Apache Beam and TFX

Apache Beam provides a framework for running batch and streaming data processing jobs that run on a variety of execution engines. Several of the TFX libraries use Beam for running tasks, which enables a high degree of scalability across compute clusters. Beam includes support for a variety of execution engines or "runners", including a direct runner which runs on a single compute node and is very useful for development, testing, or small deployments. Beam provides an abstraction layer which enables TFX to run on any supported runner without code modifications. TFX uses the Beam Python API, so it is limited to the runners that are supported by the Python API.

Deployment and Scalability

As workload requirements increase Beam can scale to very large deployments across large compute clusters. This is limited only by the scalability of the underlying runner. Runners in large deployments will typically be deployed to a container orchestration system such as Kubernetes or Apache Mesos for automating application deployment, scaling, and management.

See the Apache Beam documentation for more information on Apache Beam.

For Google Cloud users, Dataflow is the recommended runner, which provides a serverless and cost-effective platform through autoscaling of resources, dynamic work rebalancing, deep integration with other Google Cloud services, built-in security, and monitoring.

Custom Python Code and Dependencies

One notable complexity of using Beam in a TFX pipeline is handling custom code and/or the dependencies needed from additional Python modules.
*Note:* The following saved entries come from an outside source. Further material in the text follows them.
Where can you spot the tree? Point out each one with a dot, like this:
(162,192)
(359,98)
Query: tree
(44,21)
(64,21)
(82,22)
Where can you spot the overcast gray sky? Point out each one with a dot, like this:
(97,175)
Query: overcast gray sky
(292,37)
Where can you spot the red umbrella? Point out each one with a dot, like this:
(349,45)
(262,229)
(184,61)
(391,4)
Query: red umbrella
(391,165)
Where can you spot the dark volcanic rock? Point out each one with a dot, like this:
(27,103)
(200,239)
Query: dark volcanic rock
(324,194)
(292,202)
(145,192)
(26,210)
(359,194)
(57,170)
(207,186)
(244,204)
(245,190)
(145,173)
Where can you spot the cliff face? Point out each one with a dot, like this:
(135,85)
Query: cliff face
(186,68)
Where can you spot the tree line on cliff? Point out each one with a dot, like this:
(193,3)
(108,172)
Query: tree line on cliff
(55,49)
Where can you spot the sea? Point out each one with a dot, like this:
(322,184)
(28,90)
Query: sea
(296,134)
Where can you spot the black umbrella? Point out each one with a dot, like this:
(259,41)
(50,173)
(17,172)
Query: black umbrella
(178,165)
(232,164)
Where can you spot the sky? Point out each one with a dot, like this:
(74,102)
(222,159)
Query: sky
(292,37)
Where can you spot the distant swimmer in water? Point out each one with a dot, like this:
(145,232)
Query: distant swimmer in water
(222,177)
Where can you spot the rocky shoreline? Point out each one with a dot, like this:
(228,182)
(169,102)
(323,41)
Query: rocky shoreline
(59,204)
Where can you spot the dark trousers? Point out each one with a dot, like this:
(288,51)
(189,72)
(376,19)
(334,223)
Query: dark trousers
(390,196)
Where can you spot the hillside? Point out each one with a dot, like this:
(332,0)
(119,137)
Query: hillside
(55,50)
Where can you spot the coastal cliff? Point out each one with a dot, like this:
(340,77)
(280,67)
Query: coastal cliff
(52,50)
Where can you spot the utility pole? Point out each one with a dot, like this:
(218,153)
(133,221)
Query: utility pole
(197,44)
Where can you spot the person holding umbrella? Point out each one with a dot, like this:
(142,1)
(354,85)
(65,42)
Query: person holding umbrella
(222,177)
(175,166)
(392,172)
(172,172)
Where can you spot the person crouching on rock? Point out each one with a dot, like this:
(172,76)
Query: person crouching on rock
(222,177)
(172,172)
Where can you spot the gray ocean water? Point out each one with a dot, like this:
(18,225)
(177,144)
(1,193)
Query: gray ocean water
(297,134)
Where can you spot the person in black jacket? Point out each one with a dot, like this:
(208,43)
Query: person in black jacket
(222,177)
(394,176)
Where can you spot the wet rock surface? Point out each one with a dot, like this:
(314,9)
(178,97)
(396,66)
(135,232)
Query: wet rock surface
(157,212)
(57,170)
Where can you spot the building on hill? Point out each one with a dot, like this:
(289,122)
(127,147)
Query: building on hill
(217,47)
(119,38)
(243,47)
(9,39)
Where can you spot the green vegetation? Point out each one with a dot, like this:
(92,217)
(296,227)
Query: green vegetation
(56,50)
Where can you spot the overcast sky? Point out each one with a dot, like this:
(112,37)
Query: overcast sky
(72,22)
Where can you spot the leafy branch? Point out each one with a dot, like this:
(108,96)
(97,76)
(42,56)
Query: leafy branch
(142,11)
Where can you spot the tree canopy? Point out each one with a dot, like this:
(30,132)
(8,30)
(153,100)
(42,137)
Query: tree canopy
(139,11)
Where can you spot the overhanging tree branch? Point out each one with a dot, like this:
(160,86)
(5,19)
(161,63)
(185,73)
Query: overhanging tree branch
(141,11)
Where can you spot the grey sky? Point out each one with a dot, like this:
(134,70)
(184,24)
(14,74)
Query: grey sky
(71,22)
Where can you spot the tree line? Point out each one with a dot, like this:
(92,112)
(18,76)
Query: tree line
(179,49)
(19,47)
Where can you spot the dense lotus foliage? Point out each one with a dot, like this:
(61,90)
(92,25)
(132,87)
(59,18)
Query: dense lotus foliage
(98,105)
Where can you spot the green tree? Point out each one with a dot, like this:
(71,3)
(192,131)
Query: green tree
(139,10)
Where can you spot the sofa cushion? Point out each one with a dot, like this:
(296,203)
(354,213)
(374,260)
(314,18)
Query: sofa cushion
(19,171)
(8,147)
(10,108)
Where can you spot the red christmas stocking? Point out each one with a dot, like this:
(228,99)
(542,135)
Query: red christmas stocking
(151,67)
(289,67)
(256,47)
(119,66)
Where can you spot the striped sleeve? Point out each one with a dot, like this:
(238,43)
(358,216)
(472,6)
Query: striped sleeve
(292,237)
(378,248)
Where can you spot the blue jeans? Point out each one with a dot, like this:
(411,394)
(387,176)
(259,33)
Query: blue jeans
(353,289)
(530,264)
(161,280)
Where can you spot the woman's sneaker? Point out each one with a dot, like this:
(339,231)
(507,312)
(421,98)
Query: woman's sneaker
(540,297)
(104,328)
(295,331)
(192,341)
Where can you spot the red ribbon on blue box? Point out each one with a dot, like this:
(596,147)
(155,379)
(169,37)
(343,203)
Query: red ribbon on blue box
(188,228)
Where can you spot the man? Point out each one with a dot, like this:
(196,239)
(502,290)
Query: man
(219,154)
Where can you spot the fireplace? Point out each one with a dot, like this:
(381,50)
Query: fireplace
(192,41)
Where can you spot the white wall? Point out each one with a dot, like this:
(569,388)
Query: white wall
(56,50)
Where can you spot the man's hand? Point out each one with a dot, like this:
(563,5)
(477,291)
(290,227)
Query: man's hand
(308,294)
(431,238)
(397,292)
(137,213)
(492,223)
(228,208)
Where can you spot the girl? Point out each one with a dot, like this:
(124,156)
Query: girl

Here are some examples of when this might be an issue:

  • preprocessing_fn needs to refer to the user's own Python module
  • a custom extractor for the Evaluator component
  • custom modules which are sub-classed from a TFX component

TFX relies on Beam's support for Managing Python Pipeline Dependencies to handle Python dependencies. Currently there are two ways to manage this:

  1. Providing Python Code and Dependencies as Source Package
  2. [Dataflow only] Using a Container Image as Worker

These are discussed next.

Providing Python Code and Dependencies as a Source Package

This is recommended for users who:

  1. Are familiar with Python packaging and
  2. Only use Python source code (i.e., no C modules or shared libraries).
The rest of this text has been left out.